Cluster computing

Tuesday, September 2, 2014

Today I want to discuss a few algorithms from the Algorithms and Data Structures. We will quickly review tree and graph algorithms.
To delete a node from a binary search tree:
we have to consider three cases:
If the current has no right child, then the current's left child becomes the node pointed to by the parent.
If the current's right child has no left child, then the current's right child replaces the current in the tree
If the current's right child has a left child, replace current with the current's right child's left-most node.
To insert a node to a binary search tree, insert as a leaf with the check for the parent.
An AVL is a self balancing binary search tree. AVL trees maintain the property that the height of the left and right subtree must differ by at most 1.
If a node has no sibling, it's height is considered -1 for that subtree.
To insert a node into the AVL tree, insert the node just as in the BST. Then as a next step, if the height is violated, rotate the tree to adjust the height at the node where the violation is detected. Check each node for violation up the parent chain because one rotation may not be sufficient.
If the node with the violation is A, then
If a node is inserted into the left subtree of the left child of A, then there is one rotation
If a node is inserted into the right subtree of the right child of A, then there is another rotation
If a node is inserted into the left subtree of the right child of A, then there is double rotation
If a node is inserted into the right subtree of the left child of A, then there is double rotation.
To delete a node from an AVL tree, is more involved than one rotation because each of the nodes in the parent chain needs to be checked for violations since imbalance may propagate upwards.
An AVL tree comes in useful when subsequent operations access the recently added node such as in the splay trees. Splaying means moving the node to the root by rotations. The tree remains roughly balanced.
A Red-black tree satisfies the additional properties that
Every node is either red or black.
The root and the leaves are black
If a node is red, then its children are black.
For each node, all simple paths from the node to the descendant leaves contain the same number of black nodes.
To insert a node in the red-black tree, insert as in a BST and then fixup the colors with three cases.
case 1 is when we recolor the nodes.
case 2 is when we left rotate the nodes
case 3 is when we right rotate the nodes.
To delete a node in the red-black tree, delete as in a BST and then fixup the colors with four cases
with one more case for the double rotation. Reverse the operations for right and left for the other subtree. In insertion we look up at the parent's sibling and in deletion we look at the sibling of the node and the children of the node for their color.
Graph algorithms are briefly enumerated below.
Breadth first search algorithms traverse reachable vertices with the smallest number of edges. Eg
Dijkstra's single source shortest path algorithm and
Prim's minimum spanning tree
Dijkstra's algorithm extracts the minimum shortest path estimate vertex and adds it to the set of vertices maintained.
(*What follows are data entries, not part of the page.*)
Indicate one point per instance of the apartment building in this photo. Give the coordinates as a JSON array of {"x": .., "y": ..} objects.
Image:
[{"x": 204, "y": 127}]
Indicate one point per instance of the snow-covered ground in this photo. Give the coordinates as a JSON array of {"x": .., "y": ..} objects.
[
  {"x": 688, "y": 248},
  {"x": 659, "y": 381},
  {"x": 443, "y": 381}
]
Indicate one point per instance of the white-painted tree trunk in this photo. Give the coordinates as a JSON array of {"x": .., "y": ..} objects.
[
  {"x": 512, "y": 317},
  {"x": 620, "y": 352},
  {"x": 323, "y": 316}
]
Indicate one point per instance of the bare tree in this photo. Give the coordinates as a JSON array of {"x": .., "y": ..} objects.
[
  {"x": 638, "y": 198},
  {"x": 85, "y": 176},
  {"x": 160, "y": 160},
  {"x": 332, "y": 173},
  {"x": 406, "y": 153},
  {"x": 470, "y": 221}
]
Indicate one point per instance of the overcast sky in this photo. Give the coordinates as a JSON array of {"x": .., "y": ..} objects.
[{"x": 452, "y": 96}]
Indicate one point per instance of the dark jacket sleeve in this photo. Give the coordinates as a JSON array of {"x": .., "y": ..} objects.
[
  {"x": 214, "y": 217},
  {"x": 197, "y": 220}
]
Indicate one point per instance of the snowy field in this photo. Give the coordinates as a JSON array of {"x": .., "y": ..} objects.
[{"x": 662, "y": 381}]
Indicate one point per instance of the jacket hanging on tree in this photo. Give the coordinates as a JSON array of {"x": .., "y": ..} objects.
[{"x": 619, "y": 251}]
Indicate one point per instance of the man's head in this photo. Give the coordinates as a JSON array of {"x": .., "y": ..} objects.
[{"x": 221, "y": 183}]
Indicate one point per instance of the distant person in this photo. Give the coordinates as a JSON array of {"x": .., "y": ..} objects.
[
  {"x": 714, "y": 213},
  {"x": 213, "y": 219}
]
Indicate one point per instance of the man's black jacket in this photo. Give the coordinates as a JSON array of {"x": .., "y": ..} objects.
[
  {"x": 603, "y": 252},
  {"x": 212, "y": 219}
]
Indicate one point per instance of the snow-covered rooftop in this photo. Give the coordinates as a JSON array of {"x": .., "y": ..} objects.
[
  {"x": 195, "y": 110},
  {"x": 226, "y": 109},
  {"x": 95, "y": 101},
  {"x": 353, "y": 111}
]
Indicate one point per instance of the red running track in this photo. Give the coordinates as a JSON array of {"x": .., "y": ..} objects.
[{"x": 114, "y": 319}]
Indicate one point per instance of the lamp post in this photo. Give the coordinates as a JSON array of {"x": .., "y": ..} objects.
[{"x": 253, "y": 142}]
It then relaxes all the edges outbound from that vertex.
Prim's algorithm builds a minimum spanning tree by adding edges to the tree in a way that is safe and minimum cost for the tree.
Depth first search explores vertex outbound from the most recently added vertex. The nodes are initially white. We color the nodes gray when we discover them and after we have explored the edges, we color them black. The nodes are thus found as in a parenthesis structure and intervals of nodes can either be disjoint, descendant and contained one within the other.
We now look at some data structures.
a hash_map is an associative container that indexes based on the hash of the contained elements as opposed to the map that uses the less than operation on the elements contained. Collisions are resolved to buckets.
A multimap is like a map except that it allows duplicate entries. The range of duplicate entries can be looked up with equal_range. A multiset is a set that allows duplicate keys. Valarrays and bitset are specialized containers.

Monday, September 1, 2014

Some interview questions I came across online from Hanselman's blog and posting quick (and probably not sufficient ) answers below:
Q: From constructor to destructor (taking into consideration Dispose() and the concept of non-deterministic finalization), what the are events fired as part of the ASP.NET System.Web.UI.Page lifecycle. Why are they important? What interesting things can you do at each?
A: Page goes through Request -> Start-> Initialization-> Load->Validation->PostbackEventHandling->Rendering->Unloading.
Events fired are
PreInit() Check IsPostBack property to determine if the page is being processed the first time
Init () raised after all controls have been initialized and used to initialize control properties
InitComplete() raised by the Page object for initialization completion
PreLoad after this the page loads view state for itself and all controls.
Load corresponding to OnLoad event, Page recursively loads all controls.This is used to establish database connections
Control events: eg. TextChanged Button's Click events
LoadComplete: used for anything else to be loaded.
PreRender - Used to make final changes to the contents of the page or its controls.
SaveStateComplete - at this point viewstate has been saved.
Render - Page calls this method on each control
Unload - calls cleanup in the reverse sequence - controls, controls specific database connections, page itself, logging and request specific tasks.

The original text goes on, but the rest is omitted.